Sensor Simulation based Hyperspectral Image Enhancement with Minimal Spectral Distortion
Keywords: Hyperspectral Image Fusion, Spectral Response Functions, Spectral Distortion, Sensor Simulation, Vector Decomposition
Abstract. In the recent past, remotely sensed data with high spectral resolution has been made available and has been explored for various agricultural and geological applications. While these spectral signatures of the objects of interest provide important clues, the relatively poor spatial resolution of these hyperspectral images limits their utility and performance.
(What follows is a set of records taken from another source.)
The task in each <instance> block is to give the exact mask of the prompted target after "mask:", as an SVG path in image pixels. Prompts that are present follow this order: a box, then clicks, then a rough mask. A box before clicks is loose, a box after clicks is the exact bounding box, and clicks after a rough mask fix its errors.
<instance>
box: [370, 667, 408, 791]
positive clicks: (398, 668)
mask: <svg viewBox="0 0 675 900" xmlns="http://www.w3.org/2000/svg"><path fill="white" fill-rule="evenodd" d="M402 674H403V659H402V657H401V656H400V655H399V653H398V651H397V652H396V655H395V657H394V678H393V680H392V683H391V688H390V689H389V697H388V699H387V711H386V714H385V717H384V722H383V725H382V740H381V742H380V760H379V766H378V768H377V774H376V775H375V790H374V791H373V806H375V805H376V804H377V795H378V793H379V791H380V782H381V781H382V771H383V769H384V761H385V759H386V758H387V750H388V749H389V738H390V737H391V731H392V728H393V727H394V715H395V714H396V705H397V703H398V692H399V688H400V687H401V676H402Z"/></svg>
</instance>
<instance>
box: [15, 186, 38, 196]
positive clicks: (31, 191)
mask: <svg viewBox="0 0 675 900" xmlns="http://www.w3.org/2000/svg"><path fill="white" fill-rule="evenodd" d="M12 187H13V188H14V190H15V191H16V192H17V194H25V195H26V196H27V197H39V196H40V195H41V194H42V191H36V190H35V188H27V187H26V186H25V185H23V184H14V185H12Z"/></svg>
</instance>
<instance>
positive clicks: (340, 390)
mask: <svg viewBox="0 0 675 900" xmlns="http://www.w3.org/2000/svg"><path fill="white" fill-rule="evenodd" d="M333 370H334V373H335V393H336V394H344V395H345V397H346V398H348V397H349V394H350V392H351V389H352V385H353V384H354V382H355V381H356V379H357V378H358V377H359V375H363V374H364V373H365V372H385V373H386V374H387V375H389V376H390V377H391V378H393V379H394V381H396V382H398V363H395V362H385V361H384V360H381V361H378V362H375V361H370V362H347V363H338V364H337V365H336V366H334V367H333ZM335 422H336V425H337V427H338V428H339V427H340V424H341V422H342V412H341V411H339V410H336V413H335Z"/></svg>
In this context, hyperspectral image enhancement using multispectral data has been actively pursued to improve spatial resolution of such imageries and thus enhancing its use for classification and composition analysis in various applications. But, this also poses a challenge in terms of managing the trade-off between improved spatial detail and the distortion of spectral signatures in these fused outcomes. This paper proposes a strategy of using vector decomposition, as a model to transfer the spatial detail from relatively higher resolution data, in association with sensor simulation to generate a fused hyperspectral image while preserving the inter band spectral variability. The results of this approach demonstrates that the spectral separation between classes has been better captured and thus helped improve classification accuracies over mixed pixels of the original low resolution hyperspectral data. In addition, the quantitative analysis using a rank-correlation metric shows the appropriateness of the proposed method over the other known approaches with regard to preserving the spectral signatures.